She is Meg Whitman and she is running for Governor of California.
She’s tall, blonde and looks you straight in the eye on meeting. You tell her about a local shipping port issue. She asks for more details and clearly understands the economic significance of the issue in the greater scheme of things.
A few minutes later she’s at the podium telling her personal story in an engaging way, then shifting to the very large problems facing the state. In clear, crisp fashion she tells her audience what she wants to do about them.
She is Meg Whitman and she is running for Governor of California.
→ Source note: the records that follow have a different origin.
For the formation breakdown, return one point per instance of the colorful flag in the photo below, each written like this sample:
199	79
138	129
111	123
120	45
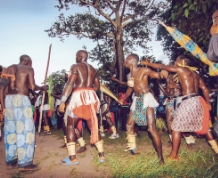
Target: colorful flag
187	43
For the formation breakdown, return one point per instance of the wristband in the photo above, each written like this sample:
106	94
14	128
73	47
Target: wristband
64	98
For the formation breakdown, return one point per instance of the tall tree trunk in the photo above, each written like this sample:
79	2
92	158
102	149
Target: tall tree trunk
119	54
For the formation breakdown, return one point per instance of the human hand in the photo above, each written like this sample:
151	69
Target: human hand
209	107
120	101
61	109
113	78
164	74
145	62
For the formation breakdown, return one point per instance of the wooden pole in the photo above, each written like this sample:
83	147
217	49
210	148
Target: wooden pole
43	96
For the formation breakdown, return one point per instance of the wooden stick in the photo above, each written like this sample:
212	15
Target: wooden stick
43	96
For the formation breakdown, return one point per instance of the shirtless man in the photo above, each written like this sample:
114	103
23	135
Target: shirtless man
19	133
84	104
173	92
106	115
192	115
143	106
212	52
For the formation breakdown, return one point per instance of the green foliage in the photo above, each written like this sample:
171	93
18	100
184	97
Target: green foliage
194	19
50	90
57	80
120	25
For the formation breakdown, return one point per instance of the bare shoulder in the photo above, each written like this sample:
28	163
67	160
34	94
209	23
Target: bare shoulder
197	76
10	69
146	70
92	68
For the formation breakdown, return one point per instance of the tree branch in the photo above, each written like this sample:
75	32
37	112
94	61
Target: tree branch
108	2
96	6
134	15
123	10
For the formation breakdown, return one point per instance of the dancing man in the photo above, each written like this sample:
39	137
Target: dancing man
192	115
106	115
19	129
144	105
84	104
173	92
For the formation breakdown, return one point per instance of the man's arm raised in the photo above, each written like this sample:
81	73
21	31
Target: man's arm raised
205	91
161	66
32	84
127	95
68	88
96	83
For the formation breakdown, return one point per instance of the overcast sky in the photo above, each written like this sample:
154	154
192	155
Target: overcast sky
22	32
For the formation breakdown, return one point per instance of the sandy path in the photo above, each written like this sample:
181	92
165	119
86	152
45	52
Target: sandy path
48	155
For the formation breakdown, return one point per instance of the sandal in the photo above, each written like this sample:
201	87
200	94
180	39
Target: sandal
29	168
68	162
12	166
63	146
101	160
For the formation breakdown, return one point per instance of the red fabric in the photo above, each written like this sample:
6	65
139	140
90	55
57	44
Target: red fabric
112	120
82	111
34	115
206	118
80	125
49	113
89	112
121	96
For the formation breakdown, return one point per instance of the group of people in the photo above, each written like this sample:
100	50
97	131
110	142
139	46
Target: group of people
187	110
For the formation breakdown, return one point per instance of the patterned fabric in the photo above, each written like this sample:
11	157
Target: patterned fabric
161	108
170	106
103	108
187	43
84	104
139	112
19	130
189	115
80	103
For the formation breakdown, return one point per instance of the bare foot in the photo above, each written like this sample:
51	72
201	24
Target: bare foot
101	157
30	168
11	166
161	160
81	150
63	146
135	151
190	146
174	158
72	159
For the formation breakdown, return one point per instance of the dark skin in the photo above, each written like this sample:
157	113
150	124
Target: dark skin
214	27
77	132
172	89
190	83
108	99
24	80
4	89
82	75
140	88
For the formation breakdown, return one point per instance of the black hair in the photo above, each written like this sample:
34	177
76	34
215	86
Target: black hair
183	57
83	51
23	57
135	56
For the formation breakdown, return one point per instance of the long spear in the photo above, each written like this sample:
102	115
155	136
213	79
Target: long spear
43	96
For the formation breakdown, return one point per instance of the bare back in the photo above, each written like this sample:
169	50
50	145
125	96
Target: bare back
173	88
86	75
187	80
24	80
141	81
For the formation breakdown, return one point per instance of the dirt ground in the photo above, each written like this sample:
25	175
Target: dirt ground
48	156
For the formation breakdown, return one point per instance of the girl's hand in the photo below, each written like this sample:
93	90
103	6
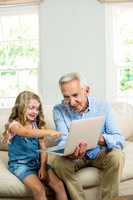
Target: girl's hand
42	174
54	133
5	138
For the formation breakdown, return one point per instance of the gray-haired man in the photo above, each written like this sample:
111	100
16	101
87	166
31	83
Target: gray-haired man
107	155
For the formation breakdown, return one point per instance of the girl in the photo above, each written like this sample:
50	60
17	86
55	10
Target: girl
26	131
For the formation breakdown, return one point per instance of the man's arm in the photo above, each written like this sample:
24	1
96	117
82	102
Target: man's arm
111	133
60	125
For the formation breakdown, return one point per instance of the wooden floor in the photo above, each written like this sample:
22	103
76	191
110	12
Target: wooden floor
129	197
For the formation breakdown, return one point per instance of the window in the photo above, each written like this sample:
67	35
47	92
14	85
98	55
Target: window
119	40
19	52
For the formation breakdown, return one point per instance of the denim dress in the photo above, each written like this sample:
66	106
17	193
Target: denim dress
24	158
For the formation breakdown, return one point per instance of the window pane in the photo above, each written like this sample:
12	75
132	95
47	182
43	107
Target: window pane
12	84
19	52
125	77
123	35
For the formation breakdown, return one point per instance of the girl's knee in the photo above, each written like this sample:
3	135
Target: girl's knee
59	186
116	158
38	190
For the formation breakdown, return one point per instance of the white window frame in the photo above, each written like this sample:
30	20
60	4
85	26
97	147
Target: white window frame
111	68
20	9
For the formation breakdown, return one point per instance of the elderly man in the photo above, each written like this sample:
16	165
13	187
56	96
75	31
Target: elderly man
107	156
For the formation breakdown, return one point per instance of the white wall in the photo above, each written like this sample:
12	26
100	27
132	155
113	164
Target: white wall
72	38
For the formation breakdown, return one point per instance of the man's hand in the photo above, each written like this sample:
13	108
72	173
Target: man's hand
101	140
79	151
42	174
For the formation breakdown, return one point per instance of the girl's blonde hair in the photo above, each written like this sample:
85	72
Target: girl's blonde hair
19	110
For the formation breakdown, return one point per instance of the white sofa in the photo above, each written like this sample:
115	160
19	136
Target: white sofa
12	189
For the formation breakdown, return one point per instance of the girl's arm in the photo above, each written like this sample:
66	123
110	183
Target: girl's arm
42	173
18	129
43	154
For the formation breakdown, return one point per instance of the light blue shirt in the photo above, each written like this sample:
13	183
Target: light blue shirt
63	115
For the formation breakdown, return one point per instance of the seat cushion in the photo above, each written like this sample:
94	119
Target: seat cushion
90	176
10	185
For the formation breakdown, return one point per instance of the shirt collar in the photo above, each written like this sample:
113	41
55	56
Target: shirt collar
90	107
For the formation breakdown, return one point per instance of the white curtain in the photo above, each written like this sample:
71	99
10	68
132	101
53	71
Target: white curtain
17	2
114	1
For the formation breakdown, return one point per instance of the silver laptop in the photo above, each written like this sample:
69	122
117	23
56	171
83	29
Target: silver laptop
87	130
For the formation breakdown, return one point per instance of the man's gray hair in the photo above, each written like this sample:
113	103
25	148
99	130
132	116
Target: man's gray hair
72	76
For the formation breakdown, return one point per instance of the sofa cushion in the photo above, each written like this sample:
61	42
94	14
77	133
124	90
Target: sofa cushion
10	185
124	117
88	176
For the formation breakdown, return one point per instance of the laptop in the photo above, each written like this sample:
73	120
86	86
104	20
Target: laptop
87	130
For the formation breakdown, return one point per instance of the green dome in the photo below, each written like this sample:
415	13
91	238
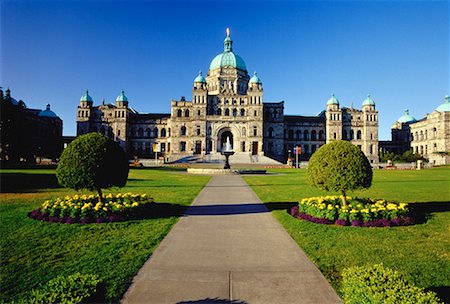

Like Ronald Reagan more than four decades earlier, she is traveling the state introducing herself to potential supporters in cities and towns large and small.
Her audiences know the problems: a state budget that has shot up by 80 percent over the last 10 years; painful spending cuts and added taxes this year to get the budget temporarily balanced; a school system with results near the bottom of the 50 states; an overly large bureaucracy; an ineffectual legislature — for starters.
She says, “It’s better to do three things at 100 percent than 15 things at 20 percent,” and names the three: job growth, government spending, and education.
If you read that in a campaign brochure your reaction might be ho-hum, but hearing it from this woman who knows her issues and statistics gives the statement the ingredients needed: conviction and determination.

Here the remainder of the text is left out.